Introduction
L'imagerie motrice (IM) contribue à améliorer la performance et facilite la récupération fonctionnelle à la suite d'atteintes sensorimotrices (McNeil et al., 2025). Ses effets sur les gains de force sont par ailleurs solidement documentés, bien que plus marqués pour des muscles à forte représentation somatotopique au sein du cortex sensorimoteur (Liu et al., 2023). L'IM permet également d'améliorer la technique gestuelle, de renforcer la confiance et diminuer l'anxiété. Son intégration dans les routines de pré-performance est à ce titre bien établie (Cotteril, 2010). Pour autant, la littérature a peu exploré dans quelle mesure la nature du contenu imaginé peut favoriser ou nuire à la performance motrice ultérieure. Nous avons testé l'hypothèse qu'une imagerie orientée vers le développement de la confiance et de l'activation physiologiquemettrait les athlètes dans de bonnes dispositions avant la performance. Une IM centrée sur l'exécution technique pourrait produire l'effet inverse et interférer avec le rappel des automatismes, en augmentant la charge cognitive et attentionnelle. Ce surcontrôle mental perturberait l'efficacité du mouvement (Beilock & Carr, 2001).
Méthode
Cent-vingt pratiquants confirmés de CrossFit® ont participé à cette étude en cross-over. Lors d'un pré-test et d'un post-test, espacés de 48 heures, les performances en épaulé et arraché ont été évaluées. Avant le post-test, les participants ont réalisé quatre conditions expérimentales dans un ordre contrebalancé. Trois conditions consistaient en une session d'IM juste avant l'effort, orientée respectivement vers la confiance, l'activation ou l'aspect technique; dans la 4ème condition contrôle, les participants se préparaient sans recours à l'IM. La charge de travail était standardisée à 90 % de force maximale. Pour chaque condition, six essais d'IM étaient réalisés dans les cinq minutes précédant l'exécution du mouvement. Les performances ont été évaluées à travers l'analyse de la puissance développée et de la trajectoire de la barre. Le degré de motivation et les sensations de fatigue perçue et de difficulté ont été recueillis via des mesures subjectives auto-rapportées.
Résultats et discussion
Les performances lors des mouvements d'arraché et d'épaulé ont augmenté après l'imagerie de confiance ou d'activation, comparativement à la condition contrôle ou l'imagerie technique (p<0.001). Les performances après l'imagerie technique étaient par ailleurs réduites comparativement à toutes les autres conditions (p<0.001). La déviation de la trajectoire de la barre était elle aussi plus marquée après l'imagerie technique que dans toutes les autres conditions (p<0.001) alors qu'elle était réduite après une imagerie de confiance ou d'activation (p<0.001). La difficulté et l'effort perçus et le degré de motivation à réaliser chaque type d'imagerie étaient similaires dans toutes les conditions.
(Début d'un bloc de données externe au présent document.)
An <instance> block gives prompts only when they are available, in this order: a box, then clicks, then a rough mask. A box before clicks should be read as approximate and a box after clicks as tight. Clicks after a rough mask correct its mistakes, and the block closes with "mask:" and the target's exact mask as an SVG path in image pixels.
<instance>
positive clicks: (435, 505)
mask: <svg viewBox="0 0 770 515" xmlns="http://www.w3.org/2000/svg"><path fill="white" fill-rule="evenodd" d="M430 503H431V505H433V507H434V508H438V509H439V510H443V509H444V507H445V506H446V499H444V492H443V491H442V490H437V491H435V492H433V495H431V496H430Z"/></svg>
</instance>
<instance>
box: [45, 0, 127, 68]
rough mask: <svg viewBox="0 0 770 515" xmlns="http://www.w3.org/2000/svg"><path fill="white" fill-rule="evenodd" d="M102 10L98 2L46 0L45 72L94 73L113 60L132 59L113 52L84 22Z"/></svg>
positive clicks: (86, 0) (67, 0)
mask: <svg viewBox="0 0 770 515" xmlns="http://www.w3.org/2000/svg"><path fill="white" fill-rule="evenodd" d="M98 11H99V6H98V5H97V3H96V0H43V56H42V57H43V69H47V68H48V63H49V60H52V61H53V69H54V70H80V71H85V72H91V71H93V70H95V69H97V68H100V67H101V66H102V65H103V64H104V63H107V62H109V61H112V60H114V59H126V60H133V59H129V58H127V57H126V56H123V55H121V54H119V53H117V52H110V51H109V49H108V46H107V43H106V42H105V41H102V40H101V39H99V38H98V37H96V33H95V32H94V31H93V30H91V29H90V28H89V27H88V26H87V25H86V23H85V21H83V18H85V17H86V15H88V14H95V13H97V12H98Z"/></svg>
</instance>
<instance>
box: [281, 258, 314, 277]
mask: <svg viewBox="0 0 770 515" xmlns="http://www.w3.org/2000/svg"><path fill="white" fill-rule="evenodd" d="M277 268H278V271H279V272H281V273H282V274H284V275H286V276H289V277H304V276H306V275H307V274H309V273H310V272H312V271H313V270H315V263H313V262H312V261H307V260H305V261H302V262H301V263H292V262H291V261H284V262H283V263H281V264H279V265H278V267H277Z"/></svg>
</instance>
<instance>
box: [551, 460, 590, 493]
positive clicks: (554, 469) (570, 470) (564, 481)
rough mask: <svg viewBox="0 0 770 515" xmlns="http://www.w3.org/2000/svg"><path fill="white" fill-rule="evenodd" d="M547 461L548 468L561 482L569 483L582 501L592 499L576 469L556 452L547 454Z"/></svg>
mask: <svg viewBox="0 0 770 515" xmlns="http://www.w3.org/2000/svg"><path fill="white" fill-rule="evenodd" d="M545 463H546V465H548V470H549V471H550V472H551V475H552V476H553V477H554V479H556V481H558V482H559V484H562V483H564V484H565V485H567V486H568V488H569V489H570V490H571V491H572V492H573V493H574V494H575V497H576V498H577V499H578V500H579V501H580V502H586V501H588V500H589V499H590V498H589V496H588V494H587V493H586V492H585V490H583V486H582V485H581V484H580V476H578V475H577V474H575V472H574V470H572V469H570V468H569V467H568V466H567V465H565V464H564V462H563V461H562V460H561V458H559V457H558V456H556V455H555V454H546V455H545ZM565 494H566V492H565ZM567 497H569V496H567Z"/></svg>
Ces données mettent en évidence les effets délétères d'une imagerie centrée sur la technique dans le cadre des routines de pré-performance. En focalisant l'attention de l'athlète sur les éléments à contrôler pour exécuter correctement le geste, le risque de perturber l'accès aux automatismes et de compromettre le déroulement fluide du plan d'action augmentent (Beilock & Carr, 2001). Ce phénomène, qualifié de « surcontrôle », peut nuire à la spontanéité et à la fluidité gestuelle. Une imagerie orientée vers la confiance ou l'activation placent au contraire l'athlète dans un état mental optimal, propice à la réussite. Ce type d'imagerie favorise l'engagement et la disponibilité mentale, autant de facteurs clés dans les contextes de haute exigence. Comme le suggèrent les observations de terrain, il apparaît donc préférable d'éviter de centrer l'IM sur l'aspect technique juste avant l'action, afin de préserver les conditions optimales de performance.
Références
Beilock S.L. & Carr T.H. (2001). On the fragility of skilled performance: What governs choking under pressure? Journal of Experimental Psychology: General, 130(4), 701-725.
Cotterill S.T. (2010). Pre-performance routines in sport: Current understanding and future directions. International Review of Sport and Exercise Psychology, 3(2), 132-153.
Liu X.J., Ge S., Cordova A., Yaghi Z., Jiang Bo Y., Yue G.H. & Yao W.X. (2023). Elderly may benefit more from motor imagery training in gaining muscle strength than young adults: A systematic review and meta-analysis. Frontiers in Psychology, 13, 1052826.
McNeil D.G., Lindsay R.S., Worn R., Spittle M. & Gabbett T.J. (2025). Could Motor Imagery Training Provide a Novel Load Management Solution for Athletes? Recommendations for Sport Medicine and Performance Practitioners. Sports Health, 17(1), 156-163.